About "Made to Stick"

“Made to Stick” looks at the anatomy, of what Malcolm Gladwell characterized in The Tipping Point as a sticky idea. This idea takes root in a group and can shape and transform behavior. The lessons can easily be applied to how your nonprofit can communicate your message and make it stick to inspire your supporters to fundraise for your mission.

6 steps to SUCCES(s)

SUCCES(s) are the building blocks for crafting your sticky idea. If you can check off each of these characteristics, your message will no doubt stick with your audience.

Simple - Your idea has to be simple. This doesn’t mean you’re dumbing it down. You are simply making it as easy as possible for someone to comprehend. You’re cutting away any sort of excessive details and getting straight to the point.

Unexpected - Create curiosity with your idea. Has your nonprofit achieve unexpected results? Is there an unexpected need that is not met? Is your nonprofit looking to meet that unmet need? Is your mission something no one has ever supporter before, or are you fundraising in a new, creative way?

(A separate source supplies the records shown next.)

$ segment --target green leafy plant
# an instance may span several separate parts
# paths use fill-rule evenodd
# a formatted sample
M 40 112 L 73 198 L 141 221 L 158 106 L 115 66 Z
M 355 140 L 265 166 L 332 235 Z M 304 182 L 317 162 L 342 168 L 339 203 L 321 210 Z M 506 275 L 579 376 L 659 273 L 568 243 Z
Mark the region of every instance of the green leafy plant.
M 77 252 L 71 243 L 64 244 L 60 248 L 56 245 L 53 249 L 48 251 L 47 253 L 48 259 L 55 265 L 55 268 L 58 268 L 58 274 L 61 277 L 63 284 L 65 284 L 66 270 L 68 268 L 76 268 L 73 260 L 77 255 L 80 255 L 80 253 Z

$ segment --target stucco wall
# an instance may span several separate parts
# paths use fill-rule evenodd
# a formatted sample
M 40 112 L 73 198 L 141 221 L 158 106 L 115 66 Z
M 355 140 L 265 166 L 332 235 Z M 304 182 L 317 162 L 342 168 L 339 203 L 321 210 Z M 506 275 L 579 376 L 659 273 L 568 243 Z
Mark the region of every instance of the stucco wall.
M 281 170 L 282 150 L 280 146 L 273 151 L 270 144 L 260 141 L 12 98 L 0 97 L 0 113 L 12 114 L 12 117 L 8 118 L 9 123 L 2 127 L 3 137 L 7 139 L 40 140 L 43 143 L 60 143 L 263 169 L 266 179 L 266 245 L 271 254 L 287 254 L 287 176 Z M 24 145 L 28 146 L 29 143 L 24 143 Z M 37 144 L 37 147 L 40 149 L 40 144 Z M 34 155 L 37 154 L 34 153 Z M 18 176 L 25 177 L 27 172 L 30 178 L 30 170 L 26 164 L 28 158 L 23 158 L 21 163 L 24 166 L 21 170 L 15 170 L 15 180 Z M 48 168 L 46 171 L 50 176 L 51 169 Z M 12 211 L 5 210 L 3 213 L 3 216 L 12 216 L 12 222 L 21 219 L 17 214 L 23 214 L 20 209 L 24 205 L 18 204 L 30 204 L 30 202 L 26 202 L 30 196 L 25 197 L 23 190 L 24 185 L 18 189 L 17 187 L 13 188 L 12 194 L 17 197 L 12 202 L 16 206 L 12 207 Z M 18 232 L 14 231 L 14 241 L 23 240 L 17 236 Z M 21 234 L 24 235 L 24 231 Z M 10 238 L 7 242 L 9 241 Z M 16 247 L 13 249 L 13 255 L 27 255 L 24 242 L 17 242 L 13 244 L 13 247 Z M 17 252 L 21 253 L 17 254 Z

Concrete - Details, examples, and facts help make an idea concrete. This doesn’t mean drowning your supporters with statistics. Vivid details about conditions and individual accounts are concrete. Use photos, videos or personal testimonials to supplement your idea.

Credible - Make your supporters know you are a reliable source. If your nonprofit is helping fight hunger in Africa, a testimonial from a member of the Ghana tribe your nonprofit is aiding is a better and more credible account than a board member’s account of what your organization is doing to help. Charity Water constantly posts photos from the towns in Africa that they are providing clean water to on Instagram.

Emotional - People are people, not numbers. Humans respond better to emotions than statistics. Statistics are used to build concrete details but emotions are what really stick. Find a way for your supporters to connect emotional to your cause.

Story - Next to simple, story is probably the most important component to a sticky idea. Why? Because a good story usually encompasses many of the above characteristics. Good stories are unexpected, filled with concrete details, and should always be emotional.

The curse of knowledge

One of the main points the Heath brothers warned about was the "curse of knowledge" or the human inability to perceive a world without the knowledge we have. As an example, try remembering how you felt before you knew how to tell time. What was time? How did you measure it?

Your new donors or supporters most likely know very little about your organization and its mission. Give them all the facts and never assume anything.

How will you make your message stick?